Day in the Life of a Data Analyst
Three analysts wrote down everything they did on one ordinary workday. No interviews, no prompts. Just the day as it happened.
These characters are composites, built from dozens of real accounts, interviews, and community threads. The people aren't real. The experiences are.
What you'll learn
- A specific day in a data analyst's working life, broken down hour by hour
- The work that does not appear in the job description but takes up significant time
- What the role feels like from the inside on a normal day
Nora's Wednesday
Coffee from the Chemex, which takes six minutes and is the only part of my morning I control completely. Open laptop at the kitchen table. Seventeen Slack messages overnight, which is normal. Most of them are from the West Coast merch team reacting to the weekly sales dashboard I refreshed yesterday. One message from Deepa, my manager: "Can you look at the home textiles number? Kevin in merch says it doesn't match what he's seeing in Oracle." This is how most of my days start. Something doesn't match something.
Dig into the home textiles discrepancy. Kevin's Oracle report shows $4.2 million in home textiles revenue for February. My Looker dashboard shows $3.87 million. The difference is $330,000, which is too large to be a rounding issue and too specific to be a methodology difference. Something is actually wrong somewhere. Open BigQuery and start writing a reconciliation query. Pull every home textiles transaction for February from our warehouse, then pull the same from the Oracle extract. Compare row counts. My warehouse has 41,200 transactions. The Oracle extract has 43,800. So I'm missing 2,600 transactions.
Found it. The Fivetran connector that syncs Oracle to BigQuery had a hiccup on February 18th. The sync log shows a timeout at 3:47 AM. It retried and completed, but it skipped a batch of 2,600 records from the textiles product category because they were in a staging table that had already been flushed by the time the retry ran. So my warehouse is missing one day of home textiles data. I've been showing an incorrect number for three weeks. Nobody noticed until Kevin looked at both systems side by side yesterday.

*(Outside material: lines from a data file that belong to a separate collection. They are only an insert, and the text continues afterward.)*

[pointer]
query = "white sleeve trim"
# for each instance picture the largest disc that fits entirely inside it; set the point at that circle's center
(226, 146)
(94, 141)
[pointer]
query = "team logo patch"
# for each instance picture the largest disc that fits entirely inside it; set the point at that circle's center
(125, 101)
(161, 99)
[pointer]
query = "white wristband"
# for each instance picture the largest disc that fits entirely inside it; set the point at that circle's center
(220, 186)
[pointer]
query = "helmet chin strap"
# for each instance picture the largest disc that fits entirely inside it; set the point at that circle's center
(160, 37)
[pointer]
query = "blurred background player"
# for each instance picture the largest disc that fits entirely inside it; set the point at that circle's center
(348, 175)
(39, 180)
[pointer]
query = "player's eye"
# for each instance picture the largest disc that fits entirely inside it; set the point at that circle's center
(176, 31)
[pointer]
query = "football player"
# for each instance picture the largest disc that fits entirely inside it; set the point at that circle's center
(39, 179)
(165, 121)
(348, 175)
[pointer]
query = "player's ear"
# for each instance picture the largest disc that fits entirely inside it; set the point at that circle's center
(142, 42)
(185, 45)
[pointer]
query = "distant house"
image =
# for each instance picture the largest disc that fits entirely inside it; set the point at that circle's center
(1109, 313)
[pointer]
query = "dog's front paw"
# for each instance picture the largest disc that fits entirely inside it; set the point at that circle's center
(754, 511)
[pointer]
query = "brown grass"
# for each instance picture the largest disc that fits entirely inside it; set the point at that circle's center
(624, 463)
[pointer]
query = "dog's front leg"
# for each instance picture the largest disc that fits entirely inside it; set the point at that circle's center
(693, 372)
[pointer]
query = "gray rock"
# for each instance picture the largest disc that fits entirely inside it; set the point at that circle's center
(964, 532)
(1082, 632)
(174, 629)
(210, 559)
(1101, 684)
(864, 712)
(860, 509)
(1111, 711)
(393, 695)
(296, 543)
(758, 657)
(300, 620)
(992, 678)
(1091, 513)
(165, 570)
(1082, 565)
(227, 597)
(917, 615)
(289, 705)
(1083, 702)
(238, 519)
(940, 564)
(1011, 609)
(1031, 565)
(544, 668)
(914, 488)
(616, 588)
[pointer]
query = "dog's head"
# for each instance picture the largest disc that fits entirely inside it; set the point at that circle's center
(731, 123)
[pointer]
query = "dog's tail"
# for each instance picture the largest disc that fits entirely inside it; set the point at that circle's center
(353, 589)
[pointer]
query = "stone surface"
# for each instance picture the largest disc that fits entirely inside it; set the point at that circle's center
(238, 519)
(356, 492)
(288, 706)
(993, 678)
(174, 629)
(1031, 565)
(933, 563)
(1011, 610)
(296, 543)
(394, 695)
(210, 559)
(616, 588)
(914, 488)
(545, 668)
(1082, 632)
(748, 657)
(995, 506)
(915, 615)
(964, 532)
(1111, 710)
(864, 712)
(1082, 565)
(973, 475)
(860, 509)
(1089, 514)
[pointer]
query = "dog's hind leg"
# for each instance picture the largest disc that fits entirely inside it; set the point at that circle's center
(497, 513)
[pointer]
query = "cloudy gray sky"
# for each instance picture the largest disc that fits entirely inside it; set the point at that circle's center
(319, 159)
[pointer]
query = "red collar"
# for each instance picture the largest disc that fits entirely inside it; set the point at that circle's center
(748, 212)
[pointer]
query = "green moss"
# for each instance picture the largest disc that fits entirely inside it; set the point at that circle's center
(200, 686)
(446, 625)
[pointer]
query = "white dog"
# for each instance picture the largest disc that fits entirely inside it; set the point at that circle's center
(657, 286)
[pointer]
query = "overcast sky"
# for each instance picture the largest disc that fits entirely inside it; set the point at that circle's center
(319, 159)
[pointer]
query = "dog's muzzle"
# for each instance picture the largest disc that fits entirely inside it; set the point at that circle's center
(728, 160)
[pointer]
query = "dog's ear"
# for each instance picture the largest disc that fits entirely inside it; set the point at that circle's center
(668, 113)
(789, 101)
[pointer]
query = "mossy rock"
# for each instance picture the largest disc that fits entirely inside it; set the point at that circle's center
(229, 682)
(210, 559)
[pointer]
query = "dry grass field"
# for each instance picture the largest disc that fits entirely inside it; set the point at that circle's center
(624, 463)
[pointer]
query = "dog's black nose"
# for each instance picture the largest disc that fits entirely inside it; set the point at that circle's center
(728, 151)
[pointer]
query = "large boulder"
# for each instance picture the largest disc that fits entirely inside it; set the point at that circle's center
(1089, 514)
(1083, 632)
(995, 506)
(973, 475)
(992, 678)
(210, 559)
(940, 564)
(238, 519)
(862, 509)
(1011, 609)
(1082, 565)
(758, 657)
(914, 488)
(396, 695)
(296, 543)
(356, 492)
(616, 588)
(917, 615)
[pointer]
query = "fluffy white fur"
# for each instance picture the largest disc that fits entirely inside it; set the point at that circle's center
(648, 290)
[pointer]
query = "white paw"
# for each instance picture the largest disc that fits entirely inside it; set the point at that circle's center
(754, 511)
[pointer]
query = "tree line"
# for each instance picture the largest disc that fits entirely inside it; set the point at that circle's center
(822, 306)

Slack Deepa: "Found it. Fivetran sync gap on Feb 18. Missing 2,600 textile transactions. $330K delta. Backfilling now." She replies with a thumbs up. Kevin doesn't reply at all.
Weekly analytics team standup on Zoom. Three of us: me, Rafa, and Deepa. Rafa's working on a customer segmentation model. I mention the Fivetran issue. Deepa asks if we should set up an automated reconciliation check. I say yes, I'll build one. Add it to my list. The list has fourteen items on it. This one goes after "fix the mobile conversion funnel dashboard" and before "investigate the loyalty program anomaly from last week." The list grows faster than it shrinks. It always does.
Ad-hoc request from Layla in e-commerce marketing. She wants to know the average order value for customers who clicked a specific email campaign last Tuesday compared to customers who didn't receive it. This takes twenty minutes of SQL and five minutes to write up. The answer is $67.40 for clickers versus $52.10 for non-recipients, but I add a note that this isn't causal since the email was sent to high-value customers anyway. Layla says "great, thanks!" I don't think she read the note about causality. I'll see that $67.40 in a slide next week positioned as proof that the campaign "drove" higher spending.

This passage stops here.